AI adoption is on the rise, poised for significant expansion across various industries and practical applications. Like other capital-intensive technologies, AI presents numerous opportunities for investors to capitalize on potential gains, but it also carries inherent risks. Therefore, it's essential to carefully assess how to gain exposure to AI without exceeding your risk tolerance. Options range from more speculative investments directly in individual AI firms to diversified approaches via ETFs and mutual funds. Additionally, established companies poised to benefit from widespread AI adoption offer another avenue for investment growth.
How to invest in AI art?
Generative AI's application in creating images has been widely embraced, allowing users to describe an image they envision, and AI generates it based on available images worldwide, albeit not always perfectly. This technology has attracted users of diverse backgrounds and ages.
Copyright concerns are prevalent with AI-generated art, similar to other generative AI applications. Many artists argue that these AI programs infringe on their copyrights by using existing examples to create new art, potentially jeopardizing their income. Publicly traded companies like Pinterest, Getty Images, Snap Inc., and Shutterstock possess extensive art collections used by AI art generators.

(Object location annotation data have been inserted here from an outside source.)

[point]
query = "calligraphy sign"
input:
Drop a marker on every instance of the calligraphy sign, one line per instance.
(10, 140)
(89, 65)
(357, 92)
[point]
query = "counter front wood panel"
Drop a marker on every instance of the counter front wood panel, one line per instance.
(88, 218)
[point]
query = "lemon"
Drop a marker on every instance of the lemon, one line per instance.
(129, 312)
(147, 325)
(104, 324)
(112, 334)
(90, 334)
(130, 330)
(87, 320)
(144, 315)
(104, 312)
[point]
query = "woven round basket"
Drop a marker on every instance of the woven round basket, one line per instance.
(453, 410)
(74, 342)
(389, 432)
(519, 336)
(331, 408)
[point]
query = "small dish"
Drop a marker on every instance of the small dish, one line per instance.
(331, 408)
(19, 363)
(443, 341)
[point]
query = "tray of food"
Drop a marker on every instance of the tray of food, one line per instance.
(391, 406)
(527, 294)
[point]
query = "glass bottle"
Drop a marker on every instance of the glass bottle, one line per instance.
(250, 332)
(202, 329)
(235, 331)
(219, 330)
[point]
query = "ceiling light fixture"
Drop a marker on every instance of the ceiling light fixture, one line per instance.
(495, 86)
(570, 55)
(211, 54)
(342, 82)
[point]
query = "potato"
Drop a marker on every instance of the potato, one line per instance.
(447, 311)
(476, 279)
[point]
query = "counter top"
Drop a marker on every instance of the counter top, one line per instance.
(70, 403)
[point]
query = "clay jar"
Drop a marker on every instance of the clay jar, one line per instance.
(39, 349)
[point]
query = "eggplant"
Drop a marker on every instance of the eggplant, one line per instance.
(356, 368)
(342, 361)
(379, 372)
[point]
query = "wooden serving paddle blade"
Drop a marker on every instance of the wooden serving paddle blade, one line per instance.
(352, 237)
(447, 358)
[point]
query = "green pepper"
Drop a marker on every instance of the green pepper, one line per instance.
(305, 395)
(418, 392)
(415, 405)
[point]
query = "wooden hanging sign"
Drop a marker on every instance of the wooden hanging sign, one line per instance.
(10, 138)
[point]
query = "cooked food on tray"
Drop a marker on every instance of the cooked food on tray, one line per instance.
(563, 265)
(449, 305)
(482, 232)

How can you invest in AI startups?
Startup companies frequently emerge in burgeoning sectors like AI and machine learning. These ventures typically start with funding from venture capitalists, aiming to later go public to scale their initial investments and attract further capital as they expand and introduce their products to a broader market. Investing in startups carries inherent risks, yet successful ventures can yield substantial returns. Notable examples of prosperous startup companies include Apple, Amazon, and Microsoft.
Is it possible to make direct investments in AI?
In conclusion, investing in AI in 2024 presents promising opportunities for portfolio diversification. AI technology is increasingly integrated into various industries such as media, healthcare, automotive, and finance. However, investors should be prepared to address challenges including regulatory changes, supply constraints, and broader ethical and environmental concerns related to AI deployment. Keeping abreast of developments and focusing on companies with strong business models will be essential for maximizing opportunities while managing risks in this burgeoning sector.